Currently, 30 elders are enrolled, but they don't come every day. Average attendance is 20. Elders share a building with the child-care program for 55 youngsters--half of the children are from the community and half are children of employees.
"There is a great deal of informal interaction, as well as planned activities," Leibold says. "The two groups meet in the one common entrance and they eat their meals together. We've put in adjusted seating so those elders who want to eat with children can."
The 55 children interact with elders through planned activities such as reading stories or baking projects. One man at the center who doesn't speak English often paints with some of the children.
"But it's a mistake to think they are together all day long," she says. One day the two-year-olds will have planned activities that those elders who wish can join; the next day three-year-olds, and the next day four-year-olds. Some elders won't participate; it just depends on the individual's needs.
"It's a tremendous benefit to have the kids around. Elders need to be needed and valued, and kids learn that when they reach old age, they can live with value and dignity," Leibold believes.
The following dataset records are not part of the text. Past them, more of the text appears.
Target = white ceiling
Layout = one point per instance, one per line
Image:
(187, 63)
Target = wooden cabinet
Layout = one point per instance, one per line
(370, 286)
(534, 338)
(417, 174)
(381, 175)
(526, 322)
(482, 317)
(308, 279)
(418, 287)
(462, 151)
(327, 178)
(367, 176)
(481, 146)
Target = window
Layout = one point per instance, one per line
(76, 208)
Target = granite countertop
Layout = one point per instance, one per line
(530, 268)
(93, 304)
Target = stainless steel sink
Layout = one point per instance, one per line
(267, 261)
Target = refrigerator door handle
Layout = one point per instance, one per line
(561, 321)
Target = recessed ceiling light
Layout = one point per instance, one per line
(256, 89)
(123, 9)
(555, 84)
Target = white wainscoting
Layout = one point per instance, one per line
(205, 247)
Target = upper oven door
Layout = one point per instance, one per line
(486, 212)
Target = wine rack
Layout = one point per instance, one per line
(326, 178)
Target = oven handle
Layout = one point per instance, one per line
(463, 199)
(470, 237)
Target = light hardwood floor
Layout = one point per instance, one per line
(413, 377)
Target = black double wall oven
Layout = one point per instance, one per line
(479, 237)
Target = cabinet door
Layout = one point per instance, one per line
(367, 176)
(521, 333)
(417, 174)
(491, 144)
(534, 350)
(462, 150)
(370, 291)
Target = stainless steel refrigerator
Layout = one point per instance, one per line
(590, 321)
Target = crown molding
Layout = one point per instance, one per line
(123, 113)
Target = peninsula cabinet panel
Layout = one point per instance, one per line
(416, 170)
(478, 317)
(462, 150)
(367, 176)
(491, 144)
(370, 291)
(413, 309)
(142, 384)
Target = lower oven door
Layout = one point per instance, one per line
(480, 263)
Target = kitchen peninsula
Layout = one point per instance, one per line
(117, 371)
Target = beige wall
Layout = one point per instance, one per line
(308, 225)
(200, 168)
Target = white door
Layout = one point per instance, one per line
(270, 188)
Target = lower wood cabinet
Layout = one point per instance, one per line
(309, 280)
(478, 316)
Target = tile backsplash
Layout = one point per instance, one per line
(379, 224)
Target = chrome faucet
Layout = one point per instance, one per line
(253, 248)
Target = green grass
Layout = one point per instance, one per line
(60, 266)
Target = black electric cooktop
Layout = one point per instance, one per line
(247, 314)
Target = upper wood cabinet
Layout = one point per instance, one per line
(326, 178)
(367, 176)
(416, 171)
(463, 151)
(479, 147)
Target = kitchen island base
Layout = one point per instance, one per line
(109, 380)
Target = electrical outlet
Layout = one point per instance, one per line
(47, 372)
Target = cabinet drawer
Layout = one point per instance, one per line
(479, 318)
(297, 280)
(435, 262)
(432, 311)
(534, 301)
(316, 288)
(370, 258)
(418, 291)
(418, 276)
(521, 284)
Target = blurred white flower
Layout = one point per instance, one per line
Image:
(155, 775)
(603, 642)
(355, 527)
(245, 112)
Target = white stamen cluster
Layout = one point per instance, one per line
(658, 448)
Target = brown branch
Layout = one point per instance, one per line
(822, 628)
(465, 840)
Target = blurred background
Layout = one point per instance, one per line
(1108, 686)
"Because extended families aren't as close together as they've been in the past, intergenerational arrangements present some nice opportunities for both groups," says Marilyn Johnson, an educational specialist with Bright Horizons child-care services, which has some intergenerational programs. "The children get to know people who might be different from those in their immediate world, and adults react to children with a liveliness that might not have been there before."
Lancaster Labs' center
Lancaster Labs started its elder-care program to fulfill a need in the community and to provide a place for the relatives of employees. Lancaster was able to learn from studying the Stride Rite model. Lancaster's Miller says originally the company had not wanted to form a 501(c)(3) program, which gives the center nonprofit status, but found that the financial advantages were considerable. Without 501(c)(3) status, the center would not qualify for public funds, which help many community residents afford the $30 a day it costs to place an adult there.